The results of this systematic review and meta-analysis suggest that IANB remains the most effective endodontic anesthesia, while BI is commonly used as a complementary treatment after IANB failure. Articaine is considered to be the most effective endodontic anesthetic, a finding that provides valuable insights for clinicians in choosing an appropriate anesthesia regimen. However, limitations of existing studies have prevented a more comprehensive and in-depth subpopulation analysis. In addition, more randomized controlled trials are needed to confirm the best anesthesia regimen for mandibular anterior teeth. In terms of improving the success rate of anesthesia, studies have shown the potential auxiliary effects of non-steroidal anti-inflammatory drugs (NSAIDs), dexamethasone corticosteroids, and alkaline drugs (such as sodium bicarbonate). In addition, the combination of assistive techniques such as nerve block and buccal infiltration can further improve the success rate of anesthesia.
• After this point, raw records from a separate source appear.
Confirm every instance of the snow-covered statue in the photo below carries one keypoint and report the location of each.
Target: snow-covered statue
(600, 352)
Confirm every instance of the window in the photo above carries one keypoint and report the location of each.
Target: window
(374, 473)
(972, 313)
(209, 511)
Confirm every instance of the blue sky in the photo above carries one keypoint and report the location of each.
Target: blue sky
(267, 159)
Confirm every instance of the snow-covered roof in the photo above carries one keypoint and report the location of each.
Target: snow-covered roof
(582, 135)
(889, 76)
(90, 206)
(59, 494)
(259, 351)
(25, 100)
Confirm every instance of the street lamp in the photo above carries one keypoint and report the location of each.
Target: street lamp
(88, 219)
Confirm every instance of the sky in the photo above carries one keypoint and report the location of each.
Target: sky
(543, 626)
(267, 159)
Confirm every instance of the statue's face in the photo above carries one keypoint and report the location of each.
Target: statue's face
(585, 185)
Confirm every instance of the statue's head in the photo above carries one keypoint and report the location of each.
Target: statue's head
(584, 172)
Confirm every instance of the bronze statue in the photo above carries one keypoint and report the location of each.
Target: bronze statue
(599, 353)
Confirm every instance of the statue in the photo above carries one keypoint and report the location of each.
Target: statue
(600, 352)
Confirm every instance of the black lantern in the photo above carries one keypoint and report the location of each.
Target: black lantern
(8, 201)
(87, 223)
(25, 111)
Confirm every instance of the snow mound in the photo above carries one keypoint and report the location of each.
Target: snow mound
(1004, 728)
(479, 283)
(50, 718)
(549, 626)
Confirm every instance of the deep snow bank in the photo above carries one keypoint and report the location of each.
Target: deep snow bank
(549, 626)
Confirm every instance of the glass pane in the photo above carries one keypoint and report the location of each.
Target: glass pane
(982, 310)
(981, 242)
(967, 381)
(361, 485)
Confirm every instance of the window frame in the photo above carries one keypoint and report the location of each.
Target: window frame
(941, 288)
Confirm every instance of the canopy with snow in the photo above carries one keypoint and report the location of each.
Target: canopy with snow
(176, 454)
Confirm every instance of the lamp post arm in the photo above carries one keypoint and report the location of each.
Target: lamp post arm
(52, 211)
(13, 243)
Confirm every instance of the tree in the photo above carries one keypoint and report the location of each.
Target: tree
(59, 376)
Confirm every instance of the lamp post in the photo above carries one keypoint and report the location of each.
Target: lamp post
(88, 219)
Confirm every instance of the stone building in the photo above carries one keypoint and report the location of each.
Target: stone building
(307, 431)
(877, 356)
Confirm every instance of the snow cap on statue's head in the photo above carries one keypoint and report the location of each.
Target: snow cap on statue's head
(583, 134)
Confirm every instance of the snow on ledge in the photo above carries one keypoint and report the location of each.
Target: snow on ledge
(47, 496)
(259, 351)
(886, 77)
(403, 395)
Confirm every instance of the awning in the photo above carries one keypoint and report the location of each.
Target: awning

However, there are still shortcomings in the current study, and more clinical trials are needed to report the safety and adverse events associated with these local anesthetics. Future research should focus on exploring new anesthetic formulations or technologies, especially those that can specifically target inflamed pulp, to improve patient outcomes and surgical outcomes. In summary, while articaine-based IANB currently offers the highest probability of painless endodontics, definitive personalisation mandates prospective validation of targeted drug–device combinations and robust surveillance of adverse neurosensory events. Continued innovation in pulp-specific drug-delivery technologies remains imperative to transform the landscape of dental anesthesia.
Conclusion
The findings of this meta-analysis underscore the superior efficacy of 4% articaine and the IANB in achieving successful anesthesia for SIP. These results provide compelling evidence for clinical practice, indicating that articaine and IANB should be considered first-line options for managing SIP. However, given the heterogeneity of existing studies and the need for broader applicability, further high-quality clinical trials are warranted to explore the comparative efficacy of different anesthetic agents and techniques, particularly in diverse patient populations.